WADA Takes Custody Of More Than 200 Operation Puerto Blood Bags

The World Anti-Doping Agency has "taken custody of the 200-plus blood bags at the heart of the long-running Operation Puerto doping scandal, raising the possibility that the identity of those involved will be disclosed for the first time," according to Owen Gibson of the London GUARDIAN. The blood bags were seized in '06 when the Madrid-based Eufemiano Fuentes "was arrested and they remained in storage until he was put on trial seven years later for crimes against public health." He was "initially given a one-year suspended sentence but the judge ordered that the blood bags should be destroyed." However WADA and "others appealed and in mid-June a Spanish appeals court cleared Fuentes but ruled that the blood bags should not be destroyed after all." A WADA spokesperson said, "We can confirm that following a judge’s order last week WADA and the UCI [Int'l Cycling Union] proceeded to transport samples [of the blood and plasma bags] for storage in a WADA-accredited laboratory outside of Spain.
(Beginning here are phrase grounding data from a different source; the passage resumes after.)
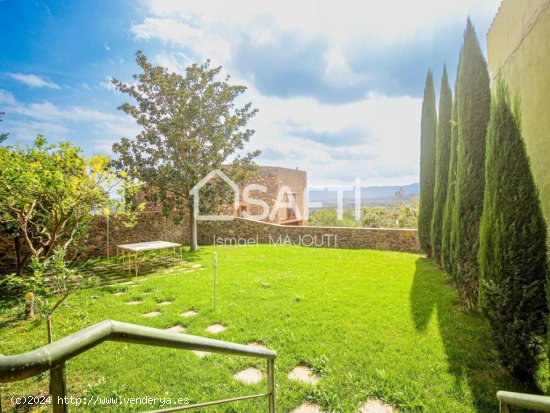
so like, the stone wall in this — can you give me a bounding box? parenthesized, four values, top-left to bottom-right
(0, 212, 186, 274)
(198, 217, 420, 252)
(0, 215, 420, 274)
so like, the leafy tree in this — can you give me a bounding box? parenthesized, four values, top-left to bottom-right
(418, 71, 437, 256)
(2, 248, 96, 341)
(112, 52, 259, 251)
(451, 19, 491, 309)
(0, 111, 8, 143)
(431, 66, 453, 266)
(0, 136, 141, 277)
(479, 80, 548, 380)
(442, 53, 462, 276)
(309, 208, 362, 228)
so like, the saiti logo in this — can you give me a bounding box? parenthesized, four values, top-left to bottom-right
(190, 169, 362, 222)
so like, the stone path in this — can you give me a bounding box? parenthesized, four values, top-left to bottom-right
(247, 342, 267, 350)
(142, 311, 162, 318)
(181, 310, 198, 317)
(290, 402, 323, 413)
(233, 367, 264, 384)
(359, 400, 395, 413)
(287, 366, 319, 384)
(78, 258, 202, 289)
(165, 325, 186, 333)
(206, 324, 226, 334)
(192, 351, 211, 358)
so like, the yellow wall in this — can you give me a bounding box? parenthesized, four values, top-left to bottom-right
(487, 0, 550, 221)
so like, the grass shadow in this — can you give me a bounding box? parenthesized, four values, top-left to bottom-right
(410, 257, 539, 412)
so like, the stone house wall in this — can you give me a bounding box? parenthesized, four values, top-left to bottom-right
(0, 214, 419, 274)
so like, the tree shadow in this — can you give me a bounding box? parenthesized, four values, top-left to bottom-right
(410, 257, 540, 412)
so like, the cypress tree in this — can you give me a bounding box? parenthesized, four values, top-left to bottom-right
(479, 80, 548, 380)
(431, 66, 452, 265)
(441, 53, 462, 276)
(418, 70, 437, 257)
(451, 19, 491, 309)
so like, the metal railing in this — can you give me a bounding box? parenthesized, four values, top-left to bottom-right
(498, 391, 550, 412)
(0, 320, 277, 413)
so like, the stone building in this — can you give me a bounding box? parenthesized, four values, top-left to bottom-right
(236, 166, 307, 226)
(138, 165, 308, 226)
(487, 0, 550, 221)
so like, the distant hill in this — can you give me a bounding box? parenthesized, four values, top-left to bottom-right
(309, 183, 419, 207)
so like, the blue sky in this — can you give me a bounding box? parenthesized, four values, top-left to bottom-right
(0, 0, 501, 186)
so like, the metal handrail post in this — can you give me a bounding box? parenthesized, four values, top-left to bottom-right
(50, 363, 68, 413)
(267, 358, 275, 413)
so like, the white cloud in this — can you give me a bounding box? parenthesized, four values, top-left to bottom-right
(128, 0, 494, 185)
(99, 76, 117, 91)
(136, 0, 501, 55)
(8, 73, 60, 89)
(0, 90, 139, 156)
(245, 88, 422, 186)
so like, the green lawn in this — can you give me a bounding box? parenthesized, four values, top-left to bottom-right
(0, 246, 545, 412)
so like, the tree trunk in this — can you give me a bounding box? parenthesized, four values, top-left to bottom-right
(47, 315, 53, 343)
(13, 236, 30, 277)
(189, 205, 198, 252)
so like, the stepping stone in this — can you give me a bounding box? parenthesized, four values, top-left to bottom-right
(247, 341, 267, 350)
(143, 311, 162, 318)
(359, 400, 395, 413)
(206, 324, 226, 334)
(120, 281, 135, 285)
(287, 366, 319, 384)
(181, 310, 198, 317)
(126, 300, 142, 305)
(113, 292, 126, 296)
(192, 264, 202, 268)
(165, 325, 186, 333)
(291, 402, 323, 413)
(233, 367, 264, 384)
(158, 301, 172, 306)
(192, 351, 211, 358)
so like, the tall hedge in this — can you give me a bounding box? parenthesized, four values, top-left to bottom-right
(441, 53, 462, 276)
(451, 19, 491, 309)
(431, 66, 453, 266)
(479, 80, 549, 380)
(418, 70, 437, 256)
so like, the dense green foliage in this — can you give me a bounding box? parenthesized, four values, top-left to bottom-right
(441, 62, 461, 276)
(431, 67, 453, 265)
(1, 246, 540, 412)
(308, 195, 418, 229)
(0, 111, 8, 143)
(451, 20, 491, 309)
(112, 52, 259, 251)
(308, 208, 362, 227)
(0, 136, 140, 276)
(418, 71, 438, 256)
(479, 80, 549, 380)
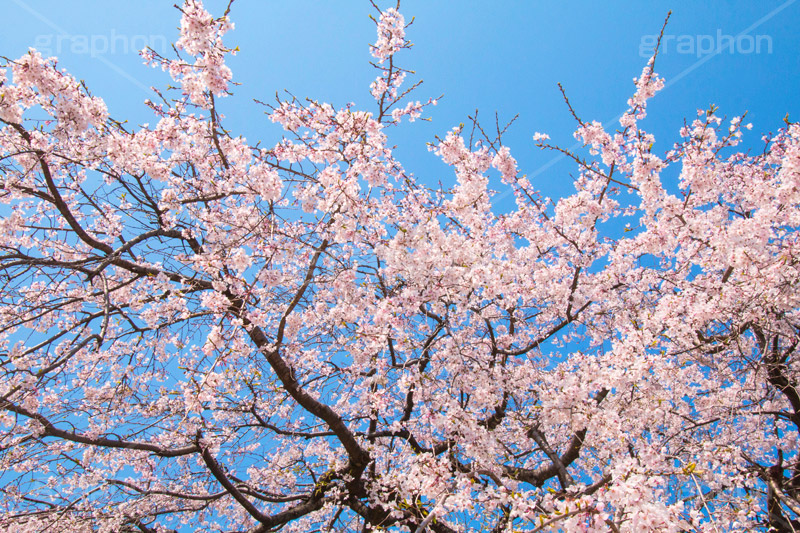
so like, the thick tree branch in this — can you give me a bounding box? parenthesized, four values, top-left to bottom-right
(0, 399, 199, 457)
Alongside the UCI we will now continue our investigation and will be considering all options open to us" (GUARDIAN, 7/6).

DRUGS FIGHT: REUTERS' Neil Robinson reported IAAF President Sebastian Coe said that he "believed public confidence in athletics was improving following the exclusion of Russia for widespread drug misuse but he urged caution to those hoping for a quick fix in the fight against doping." Coe said, "Rio is a really important moment for us, because it will showcase the sport and again I want the spotlight to fall on clean athletes who every hour of their waking day are trying to figure out how, within the rules, they can be better." He said that it "could take years for the sport to improve the situation." Coe: "It’s not like a slot machine where I can make five changes and pull a lever and something you trust is suddenly going to start spewing out into the till underneath" (REUTERS, 7/7).